Das ist ein Bundesminister Ihrer Partei. Und ich will Ihnen eines sagen, Herr Friese: Wer so Politik macht, innerhalb von Wochenfristen völlig die Politik umkehrt, der macht weder nachhaltige noch glaubwürdige Politik, der verkohlt und veräppelt ganz einfach die Menschen.
Natürlich liegen die Wurzeln der IT-Branche selbstverständlich im Bereich der Hardwareproduktion. Softwareaktivitäten gehören natürlich auch dazu. Und in den letzten Jahren kam die Telekommunikation bis hin zu Multimedia dazu. Inzwischen werden auch Verlags- und Druckhäuser zur Informationswirtschaft gezählt. Wird ein unstrittig von der IT-Branche lebender Wirtschaftszweig wie e-Commerce zugerechnet, werden, so das Arbeitsamt, selbst Banken, Versicherungen und Handel zur ITBranche mutieren müssen.
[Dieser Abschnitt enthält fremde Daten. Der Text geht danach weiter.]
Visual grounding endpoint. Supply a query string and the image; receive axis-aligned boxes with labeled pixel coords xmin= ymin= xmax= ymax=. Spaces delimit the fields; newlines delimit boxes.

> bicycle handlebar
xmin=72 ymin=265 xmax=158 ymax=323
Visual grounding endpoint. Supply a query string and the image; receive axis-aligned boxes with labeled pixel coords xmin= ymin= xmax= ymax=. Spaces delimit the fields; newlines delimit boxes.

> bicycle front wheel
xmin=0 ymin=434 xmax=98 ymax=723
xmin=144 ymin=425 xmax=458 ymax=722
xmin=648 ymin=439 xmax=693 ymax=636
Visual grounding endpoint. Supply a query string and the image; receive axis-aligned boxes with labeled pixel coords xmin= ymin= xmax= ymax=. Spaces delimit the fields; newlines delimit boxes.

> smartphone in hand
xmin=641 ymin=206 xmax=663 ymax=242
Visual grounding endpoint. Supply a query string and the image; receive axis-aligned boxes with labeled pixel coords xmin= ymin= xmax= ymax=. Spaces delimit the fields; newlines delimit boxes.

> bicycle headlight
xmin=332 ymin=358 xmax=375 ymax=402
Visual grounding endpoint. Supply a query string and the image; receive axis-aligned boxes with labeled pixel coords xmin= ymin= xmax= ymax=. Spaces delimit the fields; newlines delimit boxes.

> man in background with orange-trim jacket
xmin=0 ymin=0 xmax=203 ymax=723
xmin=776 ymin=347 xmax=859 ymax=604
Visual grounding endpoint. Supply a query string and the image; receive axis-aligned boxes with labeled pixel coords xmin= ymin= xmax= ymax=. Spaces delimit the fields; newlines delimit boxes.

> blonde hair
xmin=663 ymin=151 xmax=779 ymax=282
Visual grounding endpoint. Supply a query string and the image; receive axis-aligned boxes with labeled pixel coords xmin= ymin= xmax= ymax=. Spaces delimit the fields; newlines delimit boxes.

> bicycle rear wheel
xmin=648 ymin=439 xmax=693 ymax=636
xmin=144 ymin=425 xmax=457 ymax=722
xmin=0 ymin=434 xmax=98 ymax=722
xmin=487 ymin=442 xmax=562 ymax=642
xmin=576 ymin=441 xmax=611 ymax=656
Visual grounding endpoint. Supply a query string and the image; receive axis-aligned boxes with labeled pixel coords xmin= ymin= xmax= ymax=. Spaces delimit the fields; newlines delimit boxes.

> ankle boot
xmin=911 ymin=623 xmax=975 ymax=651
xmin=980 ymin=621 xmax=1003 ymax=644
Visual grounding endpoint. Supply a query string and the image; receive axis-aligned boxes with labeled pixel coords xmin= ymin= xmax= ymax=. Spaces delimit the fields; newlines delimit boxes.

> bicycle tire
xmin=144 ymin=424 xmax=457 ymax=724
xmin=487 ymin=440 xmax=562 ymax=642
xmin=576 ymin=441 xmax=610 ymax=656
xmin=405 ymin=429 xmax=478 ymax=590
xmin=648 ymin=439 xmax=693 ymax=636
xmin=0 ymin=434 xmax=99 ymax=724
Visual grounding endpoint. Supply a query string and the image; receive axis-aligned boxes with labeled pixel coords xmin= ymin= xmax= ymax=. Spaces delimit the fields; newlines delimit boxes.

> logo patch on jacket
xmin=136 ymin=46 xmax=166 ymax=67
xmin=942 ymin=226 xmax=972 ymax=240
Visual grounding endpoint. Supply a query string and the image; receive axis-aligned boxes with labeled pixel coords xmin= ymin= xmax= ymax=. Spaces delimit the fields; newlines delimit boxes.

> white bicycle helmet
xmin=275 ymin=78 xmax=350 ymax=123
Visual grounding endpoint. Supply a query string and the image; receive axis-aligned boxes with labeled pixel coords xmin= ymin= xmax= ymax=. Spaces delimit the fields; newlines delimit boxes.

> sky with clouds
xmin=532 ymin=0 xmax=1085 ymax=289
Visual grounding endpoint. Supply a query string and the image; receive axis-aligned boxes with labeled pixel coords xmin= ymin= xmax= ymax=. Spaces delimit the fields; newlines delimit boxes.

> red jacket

Ist deshalb schon die Abgrenzung der Branchen schwierig, wird es bei den Berufen nun restlos unübersichtlich. Sicherlich fallen uns sofort Informatiker, Datenverarbeitungsfachleute oder Systemtechniker ein. Aber wie schwierig ist es dann eigentlich mit der Begrifflichkeit von einem IT-Fachmann? Vor wenigen Wochen hat der amerikanische Präsident Clinton anlässlich der Angriffe auf wichtige Websites Fachleute zu Rate gezogen. Da saß am Tisch ein Mann, dessen Beruf ich nicht kenne, der allerdings als bester Fachmann vorgestellt wurde, weil er seit Jahren als aktiver Hacker berühmt und berüchtigt ist.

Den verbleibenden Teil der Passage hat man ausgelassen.